Honteux de ma méprise, je refusai de nouveau, craignant de ma part une nouvelle indiscrétion involontaire ; mais l’homme aux brillans ne l’entendait pas ainsi, et, voyant que je persistais, il tira de son muséum une queue de serpent à sonnettes qu’il me força d’accepter. Quand il eut achevé l’historique de son présent, je l’interrompis pour lui demander quelques détails sur les gisemens qu’il avait parcourus.
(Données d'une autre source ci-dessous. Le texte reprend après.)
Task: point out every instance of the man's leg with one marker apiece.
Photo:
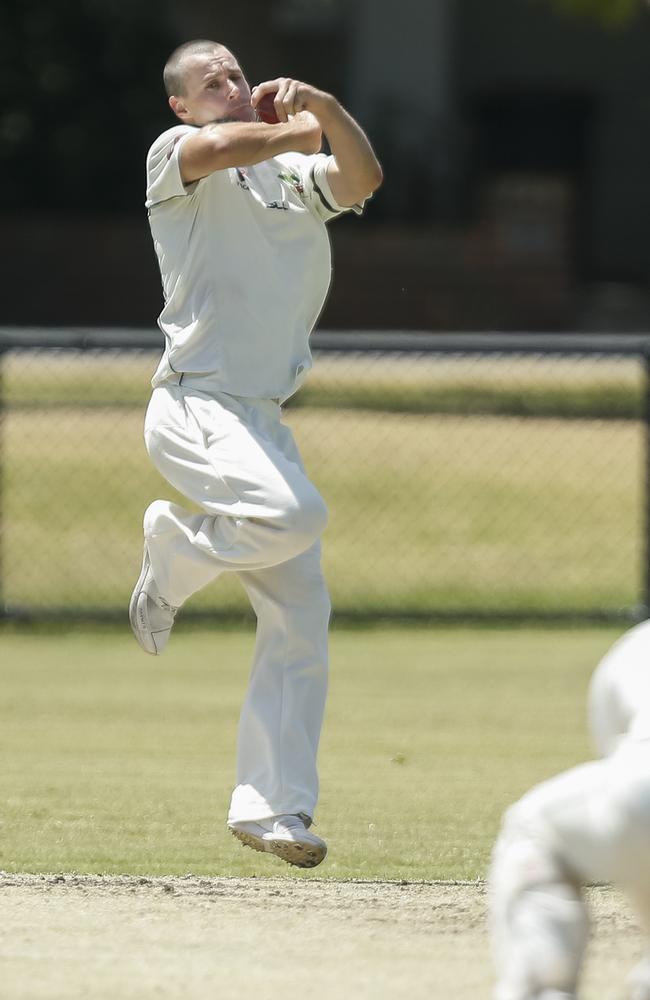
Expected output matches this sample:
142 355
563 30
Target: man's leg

— Ah ! ne me parlez pas de terrains aurifères, répondit-il aussitôt. Je ne sais pas comment on a l’aplomb d’appeler ce pays la province des mines. Figurez-vous que les habitans n’y connaissent même pas l’argent monnayé ! ils ne veulent que du papier ou du cuivre. Plusieurs fois je me suis vu dans l’embarras parce que je n’avais sur moi que des pièces d’or ou d’argent. On pourrait bien encore trouver çà et là quelque peu de poudre d’or ; mais il n’y a que les gens les plus misérables pour prendre souci d’une recherche qui ne donne pas de quoi vivre. J’ai eu toutes les peines du monde à me procurer ces échantillons en faisant le portrait de quelques caboclos. — Et il me montrait d’un air joyeux ses pyrites.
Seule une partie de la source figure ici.